The first thing to consider is whether the source of the water that caused the damage was from inside the home or outside the home. 

Water that begins outside the home and ends up causing damage is generally not covered. The biggest example of outside water is flooding. Floods are one of the most common and most destructive types of water damage, but homeowners policies do not cover them. You can get an additional flood insurance policy; however, and if you live in an area with frequent floods, like near the Chesapeake Bay, it is probably a good idea. 

Roof leaks are an exception to the “outside the house” rule. Because your roof is a key structural element of your home, and one of its purposes is to keep rainwater out, homeowners policies will generally cover rain water damage if it entered due to a failed roof.  
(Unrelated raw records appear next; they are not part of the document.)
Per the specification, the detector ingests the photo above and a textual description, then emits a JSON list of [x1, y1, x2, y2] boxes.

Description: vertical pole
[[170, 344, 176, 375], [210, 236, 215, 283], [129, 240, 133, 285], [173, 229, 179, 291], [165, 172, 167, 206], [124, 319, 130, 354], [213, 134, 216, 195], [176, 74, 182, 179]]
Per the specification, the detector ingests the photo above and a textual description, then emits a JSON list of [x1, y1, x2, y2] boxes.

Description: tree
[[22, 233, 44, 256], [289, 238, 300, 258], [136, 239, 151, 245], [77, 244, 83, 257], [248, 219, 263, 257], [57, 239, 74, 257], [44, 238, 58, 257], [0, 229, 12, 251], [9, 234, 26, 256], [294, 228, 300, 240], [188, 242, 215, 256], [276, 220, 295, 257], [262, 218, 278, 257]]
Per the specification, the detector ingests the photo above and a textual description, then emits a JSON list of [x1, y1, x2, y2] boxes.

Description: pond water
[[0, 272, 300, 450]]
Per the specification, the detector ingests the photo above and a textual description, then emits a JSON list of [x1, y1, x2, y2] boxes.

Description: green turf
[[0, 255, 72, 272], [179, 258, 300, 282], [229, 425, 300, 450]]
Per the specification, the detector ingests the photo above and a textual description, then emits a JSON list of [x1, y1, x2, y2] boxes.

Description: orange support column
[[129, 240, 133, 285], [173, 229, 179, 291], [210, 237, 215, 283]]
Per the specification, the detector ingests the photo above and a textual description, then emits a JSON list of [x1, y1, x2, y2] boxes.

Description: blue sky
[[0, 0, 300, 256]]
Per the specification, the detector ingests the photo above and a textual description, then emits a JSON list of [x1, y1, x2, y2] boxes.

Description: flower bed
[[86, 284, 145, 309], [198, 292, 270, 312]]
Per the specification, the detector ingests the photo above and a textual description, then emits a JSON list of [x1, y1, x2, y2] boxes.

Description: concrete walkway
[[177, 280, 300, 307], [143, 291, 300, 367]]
Water that begins inside the home, though, is covered — when other factors are taken into consideration. This kind of damage could be from an appliance (like a refrigerator or washing machine) malfunctioning or from a plumbing problem. 

Gradual and negligent vs sudden and accidental

But on top of the “inside vs outside” considerations, you also have to consider whether the damage occurred because of a gradual issue (especially if it included neglect), or if it was due to a “sudden and accidental” issue. 

While water damage due to plumbing problems can be covered, for example, this rule will determine whether it will be. A pipe that burst suddenly and with no negligence on the homeowners’ part is covered in most policies. However, if the heat was turned off during the winter, and that’s why the pipe burst, this could be considered neglect, leading to the claim being denied. 

Also, if the plumbing issue is from a gradually worsening problem where the homeowner should have performed routine maintenance, then the water damage wouldn’t generally be covered. For that reason, clogs and backups from exit pipes are not covered. 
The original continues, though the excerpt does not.